Karimi Roya, Farrokhi Mehrdad, Izadi Neda, Ghajari Hadis, Khosravi Shadmani Fatemeh, Najafi Farid, Shakiba Ebrahim, Karami Manoochehr, Shojaeian Masoud, Moradi Ghobad, Ghaderi Ebrahim, Nouri Elham, Ahmadi Ali, Mohammadian Hafshejani Abdollah, Sartipi Majid, Zali Alireza, Bahadori Monfared Ayad, Davatgar Raha, Hashemi Nazari Seyed Saeed
Mohn Center for Diabetes Precision Medicine, Department of Clinical Science, University of Bergen, Bergen, Norway.
Student Research Committee, Department of Epidemiology, School of Public Health and Safety, Shahid Beheshti University of Medical Sciences, Tehran, Iran.
Arch Acad Emerg Med. 2024 Sep 5;12(1):e66. doi: 10.22037/aaem.v12i1.2376. eCollection 2024.
In infectious diseases, there are essential indices used to describe the disease state. In this study, we estimated the basic reproduction number, R0, peak level, doubling time, and daily growth rate of COVID-19.
This ecological study was conducted in 5 provinces of Iran. The daily numbers of new COVID-19 cases from January 17 to February 8, 2020 were used to determine the basic reproduction number (R0), peak date, doubling time, and daily growth rates in all five provinces. A sensitivity analysis was conducted to estimate epidemiological parameters.

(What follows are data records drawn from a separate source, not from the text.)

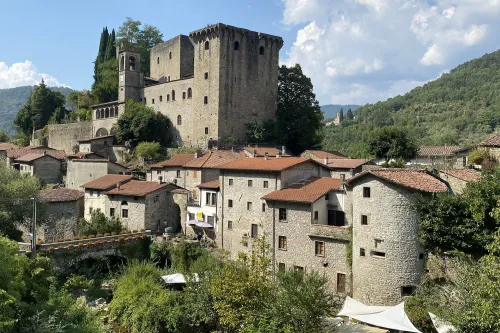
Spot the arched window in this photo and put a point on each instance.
(131, 61)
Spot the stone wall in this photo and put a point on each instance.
(66, 136)
(392, 229)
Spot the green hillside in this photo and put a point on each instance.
(11, 101)
(459, 108)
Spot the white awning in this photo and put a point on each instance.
(381, 316)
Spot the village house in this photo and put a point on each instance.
(309, 231)
(459, 178)
(387, 257)
(138, 204)
(83, 170)
(243, 184)
(43, 165)
(64, 208)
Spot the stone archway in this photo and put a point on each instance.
(101, 132)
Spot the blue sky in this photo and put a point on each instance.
(355, 51)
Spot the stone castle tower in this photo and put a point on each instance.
(210, 83)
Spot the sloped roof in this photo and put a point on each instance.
(261, 164)
(321, 155)
(462, 174)
(137, 188)
(346, 163)
(418, 180)
(106, 182)
(307, 191)
(437, 150)
(214, 185)
(177, 160)
(492, 140)
(61, 194)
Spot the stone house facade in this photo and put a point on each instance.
(388, 259)
(65, 208)
(209, 84)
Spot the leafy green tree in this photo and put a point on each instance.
(141, 123)
(141, 37)
(392, 143)
(99, 224)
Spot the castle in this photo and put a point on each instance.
(210, 84)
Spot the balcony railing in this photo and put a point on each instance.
(329, 231)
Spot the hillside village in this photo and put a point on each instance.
(352, 220)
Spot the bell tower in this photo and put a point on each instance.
(131, 80)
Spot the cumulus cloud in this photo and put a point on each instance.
(24, 74)
(359, 51)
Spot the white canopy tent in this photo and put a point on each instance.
(393, 317)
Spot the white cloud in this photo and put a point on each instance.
(361, 51)
(24, 74)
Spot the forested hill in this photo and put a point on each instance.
(459, 108)
(11, 101)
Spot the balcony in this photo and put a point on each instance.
(329, 231)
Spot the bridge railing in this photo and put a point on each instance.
(128, 236)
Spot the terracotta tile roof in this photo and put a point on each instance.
(307, 191)
(177, 160)
(106, 182)
(214, 184)
(16, 153)
(61, 194)
(320, 155)
(261, 151)
(437, 150)
(346, 163)
(213, 159)
(137, 188)
(261, 164)
(413, 179)
(492, 140)
(8, 146)
(464, 175)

The highest and lowest number of deaths were observed in Hamedan (657 deaths) and Chaharmahal and Bakhtiari (54 deaths) provinces, respectively. The doubling time of confirmed cases in Kermanshah and Hamedan ranged widely from 18.59 days (95% confidence interval (CI): 17.38, 20) to 76.66 days (95% CI: 56.36, 119.78). In addition, the highest daily growth rates of confirmed cases were observed in Kermanshah (0.037, 95% CI: 0.034, 0.039) and Sistan and Baluchestan (0.032, 95% CI: 0.030, 0.034) provinces.

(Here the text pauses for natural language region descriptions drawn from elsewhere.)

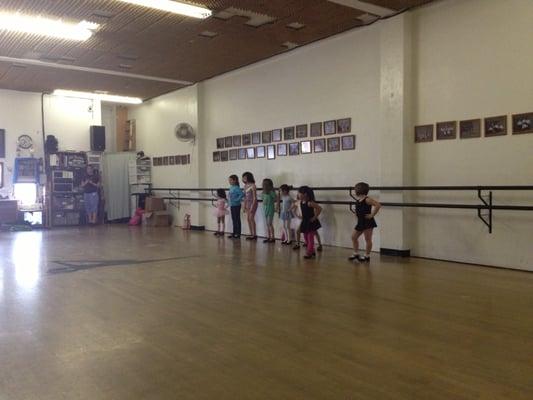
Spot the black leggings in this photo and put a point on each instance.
(236, 218)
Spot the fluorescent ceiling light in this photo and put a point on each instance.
(97, 96)
(175, 7)
(38, 25)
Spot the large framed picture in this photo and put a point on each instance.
(470, 128)
(294, 149)
(316, 129)
(271, 152)
(446, 130)
(301, 131)
(277, 135)
(496, 126)
(423, 133)
(348, 142)
(288, 133)
(305, 147)
(319, 145)
(330, 127)
(344, 125)
(334, 144)
(522, 123)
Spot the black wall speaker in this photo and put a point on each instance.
(97, 138)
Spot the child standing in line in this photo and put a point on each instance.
(235, 199)
(366, 209)
(310, 223)
(221, 210)
(250, 203)
(269, 208)
(286, 214)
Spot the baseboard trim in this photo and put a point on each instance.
(395, 252)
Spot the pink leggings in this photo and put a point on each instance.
(309, 238)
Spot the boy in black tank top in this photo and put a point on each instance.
(366, 209)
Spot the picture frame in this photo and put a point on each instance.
(288, 133)
(316, 129)
(301, 131)
(330, 127)
(247, 139)
(266, 137)
(250, 153)
(319, 145)
(305, 147)
(344, 125)
(447, 130)
(282, 149)
(522, 123)
(271, 152)
(256, 138)
(496, 126)
(470, 128)
(277, 135)
(334, 144)
(348, 142)
(424, 133)
(294, 149)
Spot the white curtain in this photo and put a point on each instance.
(116, 184)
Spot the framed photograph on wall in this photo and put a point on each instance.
(288, 133)
(250, 153)
(271, 152)
(305, 147)
(334, 144)
(522, 123)
(277, 135)
(301, 131)
(344, 125)
(282, 149)
(348, 142)
(266, 137)
(423, 133)
(470, 128)
(294, 149)
(330, 127)
(316, 129)
(319, 145)
(446, 130)
(496, 126)
(256, 138)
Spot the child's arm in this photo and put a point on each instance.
(375, 207)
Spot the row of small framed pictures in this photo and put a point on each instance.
(171, 160)
(287, 149)
(494, 126)
(315, 129)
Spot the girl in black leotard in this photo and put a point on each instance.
(366, 209)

In light of our findings, it is imperative to tailor containment strategies to the unique epidemiological profiles of each region in order to effectively mitigate the spread and impact of COVID-19. The wide variation in doubling times underscores the importance of flexibility in public health responses. By adapting measures to local conditions, we can better address the evolving dynamics of the pandemic and safeguard the well-being of communities.
在传染病中,有一些用于描述疾病状态的重要指标。在本研究中,我们估算了新型冠状病毒肺炎(COVID-19)的基本再生数R0、峰值水平、倍增时间和每日增长率。

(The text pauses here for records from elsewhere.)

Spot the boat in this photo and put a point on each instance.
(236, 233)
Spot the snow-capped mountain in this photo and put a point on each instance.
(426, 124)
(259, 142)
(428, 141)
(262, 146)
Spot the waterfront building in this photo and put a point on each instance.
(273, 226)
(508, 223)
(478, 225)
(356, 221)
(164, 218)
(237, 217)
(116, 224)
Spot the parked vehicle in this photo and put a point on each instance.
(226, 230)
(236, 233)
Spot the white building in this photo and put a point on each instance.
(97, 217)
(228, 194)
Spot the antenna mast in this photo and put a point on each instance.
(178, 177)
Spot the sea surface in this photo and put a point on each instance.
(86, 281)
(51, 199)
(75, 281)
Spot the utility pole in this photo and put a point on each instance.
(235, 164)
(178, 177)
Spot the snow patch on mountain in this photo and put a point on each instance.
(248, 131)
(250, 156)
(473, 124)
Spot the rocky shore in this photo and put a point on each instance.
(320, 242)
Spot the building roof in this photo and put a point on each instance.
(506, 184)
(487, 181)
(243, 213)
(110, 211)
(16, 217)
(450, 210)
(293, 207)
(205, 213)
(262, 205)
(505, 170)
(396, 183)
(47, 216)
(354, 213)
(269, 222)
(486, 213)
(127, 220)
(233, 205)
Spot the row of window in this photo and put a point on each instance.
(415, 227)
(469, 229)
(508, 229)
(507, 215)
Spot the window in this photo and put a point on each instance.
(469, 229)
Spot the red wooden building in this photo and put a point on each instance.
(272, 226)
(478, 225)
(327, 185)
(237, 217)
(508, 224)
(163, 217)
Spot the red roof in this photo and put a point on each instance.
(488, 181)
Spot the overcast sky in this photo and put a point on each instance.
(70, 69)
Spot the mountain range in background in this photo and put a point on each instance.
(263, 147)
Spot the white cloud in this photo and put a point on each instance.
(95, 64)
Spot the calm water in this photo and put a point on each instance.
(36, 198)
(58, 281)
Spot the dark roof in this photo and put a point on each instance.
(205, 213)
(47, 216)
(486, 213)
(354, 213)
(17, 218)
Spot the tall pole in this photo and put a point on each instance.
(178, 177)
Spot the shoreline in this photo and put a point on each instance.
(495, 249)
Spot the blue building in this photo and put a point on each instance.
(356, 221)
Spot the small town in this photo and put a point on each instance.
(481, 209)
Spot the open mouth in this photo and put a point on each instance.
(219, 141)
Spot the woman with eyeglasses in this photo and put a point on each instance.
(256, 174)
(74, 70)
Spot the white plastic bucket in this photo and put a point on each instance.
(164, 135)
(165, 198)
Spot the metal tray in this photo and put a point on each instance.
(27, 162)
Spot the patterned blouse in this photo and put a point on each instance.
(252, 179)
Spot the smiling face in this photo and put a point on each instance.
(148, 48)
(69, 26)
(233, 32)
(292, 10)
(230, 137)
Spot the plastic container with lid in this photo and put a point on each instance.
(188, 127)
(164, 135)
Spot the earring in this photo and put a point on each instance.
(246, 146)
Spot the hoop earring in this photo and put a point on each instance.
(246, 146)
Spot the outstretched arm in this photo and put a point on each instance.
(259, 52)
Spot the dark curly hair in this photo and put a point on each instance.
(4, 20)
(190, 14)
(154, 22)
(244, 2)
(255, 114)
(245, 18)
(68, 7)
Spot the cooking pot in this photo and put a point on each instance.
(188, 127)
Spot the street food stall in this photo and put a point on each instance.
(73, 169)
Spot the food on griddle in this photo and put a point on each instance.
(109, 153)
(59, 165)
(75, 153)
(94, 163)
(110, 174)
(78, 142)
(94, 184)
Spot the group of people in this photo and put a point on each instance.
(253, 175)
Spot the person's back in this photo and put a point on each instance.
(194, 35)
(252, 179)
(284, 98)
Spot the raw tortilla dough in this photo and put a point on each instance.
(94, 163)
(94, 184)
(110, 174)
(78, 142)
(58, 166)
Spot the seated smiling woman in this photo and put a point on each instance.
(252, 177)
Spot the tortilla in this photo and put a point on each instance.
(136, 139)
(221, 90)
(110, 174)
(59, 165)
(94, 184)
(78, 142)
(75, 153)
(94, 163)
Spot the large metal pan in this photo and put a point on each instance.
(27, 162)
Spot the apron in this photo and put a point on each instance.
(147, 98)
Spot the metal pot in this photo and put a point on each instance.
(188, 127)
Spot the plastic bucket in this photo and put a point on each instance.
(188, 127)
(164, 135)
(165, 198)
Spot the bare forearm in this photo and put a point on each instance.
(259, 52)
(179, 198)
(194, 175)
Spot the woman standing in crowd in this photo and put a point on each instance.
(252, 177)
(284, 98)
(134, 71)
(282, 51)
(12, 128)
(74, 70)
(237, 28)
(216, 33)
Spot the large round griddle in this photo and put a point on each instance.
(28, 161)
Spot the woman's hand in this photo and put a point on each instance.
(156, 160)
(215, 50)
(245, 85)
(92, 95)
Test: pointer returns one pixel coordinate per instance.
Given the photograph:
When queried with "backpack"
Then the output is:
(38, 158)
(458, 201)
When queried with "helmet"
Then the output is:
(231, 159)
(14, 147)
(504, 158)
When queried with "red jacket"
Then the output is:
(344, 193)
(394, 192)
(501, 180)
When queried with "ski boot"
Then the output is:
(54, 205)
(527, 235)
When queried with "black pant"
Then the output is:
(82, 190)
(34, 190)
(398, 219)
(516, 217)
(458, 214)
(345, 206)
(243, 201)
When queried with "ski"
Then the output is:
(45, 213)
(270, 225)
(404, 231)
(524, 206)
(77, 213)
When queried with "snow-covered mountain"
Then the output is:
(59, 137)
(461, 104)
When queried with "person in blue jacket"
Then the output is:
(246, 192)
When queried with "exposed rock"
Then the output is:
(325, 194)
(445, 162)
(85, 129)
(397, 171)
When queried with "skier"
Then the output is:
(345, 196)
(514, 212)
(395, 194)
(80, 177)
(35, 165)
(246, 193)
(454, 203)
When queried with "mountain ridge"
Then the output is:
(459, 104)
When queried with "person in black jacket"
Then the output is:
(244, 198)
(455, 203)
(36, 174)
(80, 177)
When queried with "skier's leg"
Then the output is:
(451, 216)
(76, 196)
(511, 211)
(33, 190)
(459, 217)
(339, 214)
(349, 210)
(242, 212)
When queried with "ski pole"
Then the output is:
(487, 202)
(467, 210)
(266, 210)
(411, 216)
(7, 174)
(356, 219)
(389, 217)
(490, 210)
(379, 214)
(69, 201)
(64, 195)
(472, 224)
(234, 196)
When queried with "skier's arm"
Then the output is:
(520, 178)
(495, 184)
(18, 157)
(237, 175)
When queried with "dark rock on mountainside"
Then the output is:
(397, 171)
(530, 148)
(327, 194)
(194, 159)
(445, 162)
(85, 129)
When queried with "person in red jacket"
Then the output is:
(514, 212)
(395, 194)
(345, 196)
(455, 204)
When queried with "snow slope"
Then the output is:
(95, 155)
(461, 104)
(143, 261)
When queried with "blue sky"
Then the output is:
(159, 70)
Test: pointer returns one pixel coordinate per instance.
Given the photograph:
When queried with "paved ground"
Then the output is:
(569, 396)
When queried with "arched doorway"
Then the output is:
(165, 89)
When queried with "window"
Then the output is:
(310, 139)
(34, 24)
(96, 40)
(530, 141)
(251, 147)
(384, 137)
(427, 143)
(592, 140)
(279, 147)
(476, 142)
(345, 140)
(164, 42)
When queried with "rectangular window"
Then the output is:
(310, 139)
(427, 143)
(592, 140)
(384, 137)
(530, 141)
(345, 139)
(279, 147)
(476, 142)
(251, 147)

本生态学研究在伊朗的5个省份开展。利用2020年1月17日至2月8日新型冠状病毒肺炎新增病例的每日数据,确定所有5个省份的基本再生数(R0)、峰值日期、倍增时间和每日增长率。进行敏感性分析以估算流行病学参数。
分别在哈马丹省(657例死亡)和恰哈马哈勒-巴赫蒂亚里省(54例死亡)观察到最高和最低死亡人数。克尔曼沙赫省和哈马丹省确诊病例的倍增时间差异很大,从18.59天(95%置信区间(CI):17.38,20)到76.66天(95%CI:56.36,119.78)。此外,在克尔曼沙赫省(0.037,95%CI:0.034,0.039)和锡斯坦-俾路支斯坦省(0.032,95%CI:0.030,0.034)观察到确诊病例的最高每日增长率。
根据我们的研究结果,必须根据每个地区独特的流行病学特征制定防控策略,以有效减轻新型冠状病毒肺炎的传播和影响。倍增时间的广泛差异凸显了公共卫生应对措施灵活性的重要性。通过使措施适应当地情况,我们可以更好地应对疫情不断变化的动态,保障社区的福祉。